Step 1:  Identify and Sever the Root

This step requires our complete honesty, a willingness to dig deep and openly face your issues. For example, do you have anger issues or problem with your temper to the point that you throw things, slam doors or worse?  Obviously, the temper needs to be dealt with, but more importantly, you need to discover what lies behind the temper. Maybe you have an addiction that you’re reluctant to face such as gambling, sexual addiction, drugs/alcohol and/or perhaps you’re a shopaholic. Whatever the issue, you must be able, willing and ready to face it head on, in an effort to be cured!  All these additions are just temporary-fix magnesium to cover up or diminish the problem; the problem that has been going since you were a child; that is now deep rooted and needs to be completely dug up.  That’s the only way it’s going to die.  You can cut it down, over and over again but if it’s not up-rooted, it’s going to still be there and pop up over and over again.

Step 2:  Take Responsibility  for your own life and actions. And Stop Blaming Others.

“Momma didn’t do this, daddy didn’t do that, my uncle treated me this way, my aunt spanked me; that man cheated on me; that’s why I’m like this. This is who they made me out to be, this is who I am!”  It’s so much easier to go through life blaming our problems on others including ourselves. “I’m too fat, I can’t do it, I’ don’t know how!” But eventually you have to take responsibility for your life, your actions and your emotions.  If this is you talking… STOP IT RIGHT NOW!  IT’S OVER, NO MORE! SNAP OUT OF IT!  Your life will never get better and you will never move forward until you break the blame chain.

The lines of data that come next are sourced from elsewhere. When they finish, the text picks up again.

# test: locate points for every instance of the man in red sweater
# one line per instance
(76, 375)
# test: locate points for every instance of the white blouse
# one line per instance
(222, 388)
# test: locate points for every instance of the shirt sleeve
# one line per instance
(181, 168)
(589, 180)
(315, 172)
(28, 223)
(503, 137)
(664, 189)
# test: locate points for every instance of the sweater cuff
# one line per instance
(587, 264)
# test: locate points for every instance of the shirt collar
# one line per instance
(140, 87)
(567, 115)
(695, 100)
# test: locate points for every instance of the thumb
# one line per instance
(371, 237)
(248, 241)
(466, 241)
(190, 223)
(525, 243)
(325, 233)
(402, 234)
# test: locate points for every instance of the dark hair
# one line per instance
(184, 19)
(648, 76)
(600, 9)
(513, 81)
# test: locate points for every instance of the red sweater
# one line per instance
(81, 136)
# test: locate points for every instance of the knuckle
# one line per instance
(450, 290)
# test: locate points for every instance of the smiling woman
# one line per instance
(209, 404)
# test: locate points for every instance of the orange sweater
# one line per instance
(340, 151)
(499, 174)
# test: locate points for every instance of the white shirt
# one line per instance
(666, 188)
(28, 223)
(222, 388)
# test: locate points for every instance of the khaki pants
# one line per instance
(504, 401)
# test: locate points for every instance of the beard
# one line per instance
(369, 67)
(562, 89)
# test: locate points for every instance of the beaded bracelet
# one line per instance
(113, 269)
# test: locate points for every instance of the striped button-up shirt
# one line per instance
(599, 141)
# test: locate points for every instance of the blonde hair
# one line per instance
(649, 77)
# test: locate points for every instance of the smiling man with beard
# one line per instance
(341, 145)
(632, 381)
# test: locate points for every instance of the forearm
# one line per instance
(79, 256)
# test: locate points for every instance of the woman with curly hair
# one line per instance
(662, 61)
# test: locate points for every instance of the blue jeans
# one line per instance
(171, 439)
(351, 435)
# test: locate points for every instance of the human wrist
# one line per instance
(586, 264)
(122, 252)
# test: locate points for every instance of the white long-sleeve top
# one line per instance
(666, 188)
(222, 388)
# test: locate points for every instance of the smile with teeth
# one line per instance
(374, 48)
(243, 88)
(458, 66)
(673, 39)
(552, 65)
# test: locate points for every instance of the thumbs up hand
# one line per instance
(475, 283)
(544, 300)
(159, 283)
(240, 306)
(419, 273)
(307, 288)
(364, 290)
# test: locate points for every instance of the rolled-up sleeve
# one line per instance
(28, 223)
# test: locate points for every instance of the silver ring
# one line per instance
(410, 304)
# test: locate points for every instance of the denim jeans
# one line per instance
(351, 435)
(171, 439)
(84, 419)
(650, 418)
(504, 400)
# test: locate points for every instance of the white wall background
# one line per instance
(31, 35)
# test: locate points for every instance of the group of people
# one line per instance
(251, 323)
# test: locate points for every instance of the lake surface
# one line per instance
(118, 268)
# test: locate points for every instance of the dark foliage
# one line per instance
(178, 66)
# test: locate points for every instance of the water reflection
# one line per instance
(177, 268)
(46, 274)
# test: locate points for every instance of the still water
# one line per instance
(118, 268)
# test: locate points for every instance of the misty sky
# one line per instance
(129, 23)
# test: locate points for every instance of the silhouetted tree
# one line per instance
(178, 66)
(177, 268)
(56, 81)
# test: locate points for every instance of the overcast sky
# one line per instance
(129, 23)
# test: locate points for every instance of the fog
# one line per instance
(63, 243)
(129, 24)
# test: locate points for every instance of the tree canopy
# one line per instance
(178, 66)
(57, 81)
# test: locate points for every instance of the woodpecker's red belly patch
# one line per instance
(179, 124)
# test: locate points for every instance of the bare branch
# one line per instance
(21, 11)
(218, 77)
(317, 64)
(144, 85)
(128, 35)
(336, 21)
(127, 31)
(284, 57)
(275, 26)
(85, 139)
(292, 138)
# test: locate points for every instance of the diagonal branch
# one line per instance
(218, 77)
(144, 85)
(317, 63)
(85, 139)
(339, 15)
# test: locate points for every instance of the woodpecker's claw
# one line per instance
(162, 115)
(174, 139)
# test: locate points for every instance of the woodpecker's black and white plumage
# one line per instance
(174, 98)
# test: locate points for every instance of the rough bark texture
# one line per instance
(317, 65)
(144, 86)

Step 3:  Forgive and Focus

It is crucial that you reach a point where you can truly let go of the hurt that you have experienced. “No matter how violent it was, how deep it was, how prolonged it was, no matter how much effect there’s been on your life, if you do not extend forgiveness and get focus on bettering you; you are the only person who will be stuck in bitterness and revenge city. Let go of the past and let go of the pain; forgive those who have wrong you and move forward in you purpose, even if you look in the mirror and realize that the person you had to forgive was actually you!

 

To end this piece for you all: What I want to  ask you all and for you all to think about today as well as for me to ask myself and think to myself  is to take charge over your baggage, think about how carrying all that unnecessary garbage will hinder your life (because that’s all it is, is GARBAGE) and choose to be free! It’s your choice and it’s your life! Start fresh! It’s a new year. It’s new beginning.